For the online banking customer, the convenience factor rates high. No longer does a person have to wait for the bank statement to arrive in the mail to check account balances — he or she can check the balance every day just by logging onto the account. In addition to checking balances and transactions, customers can catch discrepancies in the account right away and deal with them swiftly. This can be done anywhere, as long as the person has Internet access.
Since bills are paid online, the need to writing checks, affix postage, and post the payment in the mail is eliminated. Once the amount is entered and the payee is checked off, the funds are automatically deducted from the payer's choice of account.
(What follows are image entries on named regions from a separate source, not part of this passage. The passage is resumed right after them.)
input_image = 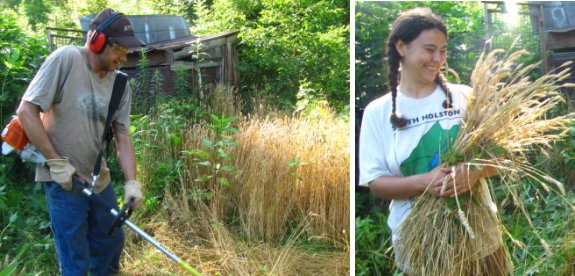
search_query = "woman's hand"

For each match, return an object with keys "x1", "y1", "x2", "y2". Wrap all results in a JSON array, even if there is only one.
[{"x1": 430, "y1": 164, "x2": 483, "y2": 197}]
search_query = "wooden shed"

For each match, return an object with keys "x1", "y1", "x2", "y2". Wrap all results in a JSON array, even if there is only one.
[
  {"x1": 47, "y1": 14, "x2": 239, "y2": 96},
  {"x1": 482, "y1": 1, "x2": 575, "y2": 103}
]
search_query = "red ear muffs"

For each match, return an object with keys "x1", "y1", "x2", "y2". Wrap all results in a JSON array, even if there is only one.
[
  {"x1": 88, "y1": 30, "x2": 108, "y2": 54},
  {"x1": 88, "y1": 12, "x2": 123, "y2": 54}
]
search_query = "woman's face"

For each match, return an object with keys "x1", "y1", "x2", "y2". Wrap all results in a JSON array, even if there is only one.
[{"x1": 395, "y1": 29, "x2": 447, "y2": 83}]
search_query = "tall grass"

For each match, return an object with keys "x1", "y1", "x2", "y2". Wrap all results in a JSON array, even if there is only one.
[{"x1": 124, "y1": 87, "x2": 350, "y2": 275}]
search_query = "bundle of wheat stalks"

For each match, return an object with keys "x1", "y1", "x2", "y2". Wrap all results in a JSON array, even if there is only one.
[{"x1": 396, "y1": 42, "x2": 572, "y2": 276}]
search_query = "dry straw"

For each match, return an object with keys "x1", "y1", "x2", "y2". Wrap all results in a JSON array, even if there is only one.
[
  {"x1": 396, "y1": 43, "x2": 572, "y2": 275},
  {"x1": 123, "y1": 88, "x2": 350, "y2": 275}
]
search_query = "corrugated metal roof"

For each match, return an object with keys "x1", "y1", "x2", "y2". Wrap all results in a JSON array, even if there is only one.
[{"x1": 79, "y1": 14, "x2": 195, "y2": 44}]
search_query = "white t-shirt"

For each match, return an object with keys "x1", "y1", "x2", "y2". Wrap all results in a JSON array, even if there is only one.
[
  {"x1": 359, "y1": 84, "x2": 500, "y2": 270},
  {"x1": 22, "y1": 46, "x2": 131, "y2": 190}
]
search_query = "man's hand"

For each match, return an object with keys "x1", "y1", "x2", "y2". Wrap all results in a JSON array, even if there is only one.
[
  {"x1": 46, "y1": 158, "x2": 76, "y2": 191},
  {"x1": 124, "y1": 180, "x2": 144, "y2": 209}
]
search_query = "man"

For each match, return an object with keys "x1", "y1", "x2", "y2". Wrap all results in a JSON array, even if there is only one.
[{"x1": 17, "y1": 9, "x2": 144, "y2": 275}]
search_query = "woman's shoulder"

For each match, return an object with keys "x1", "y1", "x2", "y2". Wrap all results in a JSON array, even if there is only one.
[
  {"x1": 447, "y1": 83, "x2": 473, "y2": 95},
  {"x1": 365, "y1": 93, "x2": 391, "y2": 110}
]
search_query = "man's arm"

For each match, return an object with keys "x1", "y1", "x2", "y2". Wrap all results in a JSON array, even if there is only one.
[{"x1": 16, "y1": 100, "x2": 61, "y2": 159}]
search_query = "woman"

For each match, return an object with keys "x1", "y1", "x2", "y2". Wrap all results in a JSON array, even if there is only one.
[{"x1": 359, "y1": 8, "x2": 509, "y2": 275}]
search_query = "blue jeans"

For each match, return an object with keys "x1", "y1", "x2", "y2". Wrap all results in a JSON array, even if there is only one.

Since the cost to the bank is minimal, the cost to the consumer, in many cases, is also minimal. While there may be a fee for some online banking transactions, they are often extremely low. Those who use this type of banking often agree it's worth every penny, and not having to spend all Saturday morning standing in a crowded bank line is justification for most. It can even pay for itself since costs like postage and ATM fees are reduced.
Online banking also eliminates paper waste, which is a plus not only for those who have to handle all the paper work, but also for the environment.
Of course, there are also disadvantages. Security is always an issue with Internet transactions. Although information is encrypted, and the chances of an account being hacked are slim, it happens. Banks pay a lot of money to install high tech firewalls, however, and chances are good that a customer's money is in good hands.
People who do all of their banking via the Internet may also miss the personal service available at the bank. No smiling teller or representative hands the customer a receipt. Instead, except for what's recorded on the account, all the paperwork is the responsibility of the customer. Experts recommend that people always print copies of important transactions.
If someone needs to deposit cash or checks, he or she will probably still have to spend time at the ATM. Unless a payment is directly deposited, it often has to be handled manually. Still, for most customers, the benefits far outweigh the risks and minor inconveniences.